I once asked these exact same questions to any Christian who was foolish enough to acknowledge that they had faith in God. They called it “faith”; I called it “gullible.” I was contacted to write an article in this issue not because of any extraordinary scientific or theological expertise, but because of my past and what I went through in my life’s journey (so far). This article, therefore, might not appeal to some of you, especially if you’re just looking for a collection of scholarly jargon to throw back at an atheist at work that you yourself don’t fully understand. This article is a testimony of an atheist-turned-Adventist. If nothing else, I present to you my story to inspire you to not give up on the atheists in your life.
My story starts in Lansing, Michigan. I was born to two of the most loving and involved parents a boy could ever hope for.

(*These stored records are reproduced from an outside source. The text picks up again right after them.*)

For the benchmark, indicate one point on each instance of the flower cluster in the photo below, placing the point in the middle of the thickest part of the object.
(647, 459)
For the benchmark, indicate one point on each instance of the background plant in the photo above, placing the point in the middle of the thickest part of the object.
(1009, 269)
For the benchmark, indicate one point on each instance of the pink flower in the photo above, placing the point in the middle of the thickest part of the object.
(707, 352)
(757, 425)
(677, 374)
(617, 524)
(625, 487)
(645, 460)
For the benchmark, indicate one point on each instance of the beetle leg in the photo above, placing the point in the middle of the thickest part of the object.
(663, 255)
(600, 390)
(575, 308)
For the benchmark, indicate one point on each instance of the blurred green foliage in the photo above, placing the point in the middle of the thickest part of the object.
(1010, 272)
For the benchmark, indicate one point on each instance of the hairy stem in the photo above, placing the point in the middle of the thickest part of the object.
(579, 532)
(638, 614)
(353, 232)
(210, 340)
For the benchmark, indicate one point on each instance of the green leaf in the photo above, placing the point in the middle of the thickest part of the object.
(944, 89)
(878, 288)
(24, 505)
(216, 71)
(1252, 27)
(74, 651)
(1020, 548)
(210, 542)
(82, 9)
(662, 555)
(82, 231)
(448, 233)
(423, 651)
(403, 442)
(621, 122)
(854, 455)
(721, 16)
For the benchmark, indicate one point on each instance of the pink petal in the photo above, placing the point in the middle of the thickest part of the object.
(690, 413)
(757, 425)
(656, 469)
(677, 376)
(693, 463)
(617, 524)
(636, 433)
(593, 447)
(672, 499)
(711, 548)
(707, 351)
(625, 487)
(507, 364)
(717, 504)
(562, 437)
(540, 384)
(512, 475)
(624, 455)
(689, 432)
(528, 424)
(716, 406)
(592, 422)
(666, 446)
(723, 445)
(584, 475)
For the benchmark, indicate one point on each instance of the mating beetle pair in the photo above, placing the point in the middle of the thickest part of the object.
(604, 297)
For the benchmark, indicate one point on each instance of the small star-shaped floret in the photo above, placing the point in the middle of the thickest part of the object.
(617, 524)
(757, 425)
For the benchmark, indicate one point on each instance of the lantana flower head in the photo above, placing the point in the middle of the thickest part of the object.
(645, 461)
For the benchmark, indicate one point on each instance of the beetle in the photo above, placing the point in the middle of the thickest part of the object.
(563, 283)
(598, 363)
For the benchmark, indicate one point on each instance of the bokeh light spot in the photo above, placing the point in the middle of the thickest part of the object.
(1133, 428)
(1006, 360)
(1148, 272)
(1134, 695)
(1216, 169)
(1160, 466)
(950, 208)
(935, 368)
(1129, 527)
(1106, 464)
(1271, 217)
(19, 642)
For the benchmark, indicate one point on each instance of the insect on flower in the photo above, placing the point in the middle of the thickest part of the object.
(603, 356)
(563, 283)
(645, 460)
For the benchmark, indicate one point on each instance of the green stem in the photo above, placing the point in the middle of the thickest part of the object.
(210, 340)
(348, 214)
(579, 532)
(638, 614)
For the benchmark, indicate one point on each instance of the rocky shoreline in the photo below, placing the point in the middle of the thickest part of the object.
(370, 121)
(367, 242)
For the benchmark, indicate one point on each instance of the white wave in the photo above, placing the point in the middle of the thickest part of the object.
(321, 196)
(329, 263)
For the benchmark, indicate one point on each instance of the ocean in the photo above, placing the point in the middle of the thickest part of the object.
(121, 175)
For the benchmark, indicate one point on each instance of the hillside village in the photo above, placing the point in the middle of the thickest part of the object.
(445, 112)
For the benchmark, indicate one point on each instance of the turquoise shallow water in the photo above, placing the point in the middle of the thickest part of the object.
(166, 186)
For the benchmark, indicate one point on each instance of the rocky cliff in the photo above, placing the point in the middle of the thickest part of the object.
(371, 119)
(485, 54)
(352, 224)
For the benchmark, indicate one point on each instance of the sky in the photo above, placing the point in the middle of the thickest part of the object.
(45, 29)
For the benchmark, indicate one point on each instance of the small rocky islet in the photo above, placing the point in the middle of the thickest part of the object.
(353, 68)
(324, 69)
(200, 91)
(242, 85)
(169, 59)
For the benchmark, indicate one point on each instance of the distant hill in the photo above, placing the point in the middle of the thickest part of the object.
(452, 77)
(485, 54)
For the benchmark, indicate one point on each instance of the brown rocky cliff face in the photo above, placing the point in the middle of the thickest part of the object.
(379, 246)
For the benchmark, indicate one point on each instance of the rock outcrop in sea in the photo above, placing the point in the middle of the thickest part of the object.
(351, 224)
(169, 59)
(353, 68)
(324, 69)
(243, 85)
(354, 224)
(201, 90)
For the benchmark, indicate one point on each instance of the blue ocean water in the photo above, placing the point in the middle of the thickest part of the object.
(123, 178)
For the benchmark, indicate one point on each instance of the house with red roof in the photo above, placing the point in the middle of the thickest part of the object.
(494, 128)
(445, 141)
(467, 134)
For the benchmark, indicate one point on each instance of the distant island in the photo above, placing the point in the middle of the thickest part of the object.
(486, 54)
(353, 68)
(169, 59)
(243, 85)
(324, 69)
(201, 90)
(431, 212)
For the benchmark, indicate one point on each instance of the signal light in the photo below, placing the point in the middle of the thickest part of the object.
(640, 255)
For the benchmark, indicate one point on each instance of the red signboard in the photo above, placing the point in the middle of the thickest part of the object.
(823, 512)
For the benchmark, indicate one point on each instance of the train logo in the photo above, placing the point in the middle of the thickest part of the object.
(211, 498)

Since my parents weren’t Adventist (we didn’t even know any Adventists), all of my schooling until college was in public schools. I don’t regret my education for one minute, because it was a part of the foundation
the Lord was laying for me. As far back as the first grade, I remember having teachers (along with my parents) who encouraged my love for mathematic and scientific activities. My third-grade teacher made science exciting, armed with fun experiments. I wanted to be a scientist, because my teachers made science fun.
It was about the time that I entered middle school that I encountered “the enemy of science”: religion. Up until my tenth birthday or so, my encounters with religion had been few and far between. I went to church for some Easters and Christmases, and I went to church the next day whenever I would spend Saturday night at my aunt’s house. I just understood “church” to be a place to go and talk (as dully as possible) about the fable of Jesus. Jesus was just
a “holy” fairy tale that grown-ups invented to justify why they did or didn’t want to do something. It was about the time I entered middle school that I first heard the claims that God created the world—and that Christians actually believed it to be fact! How absurd! That just seemed to be fundamentally against what I understood to be true, though my elementary teachers never directly addressed issues of origin.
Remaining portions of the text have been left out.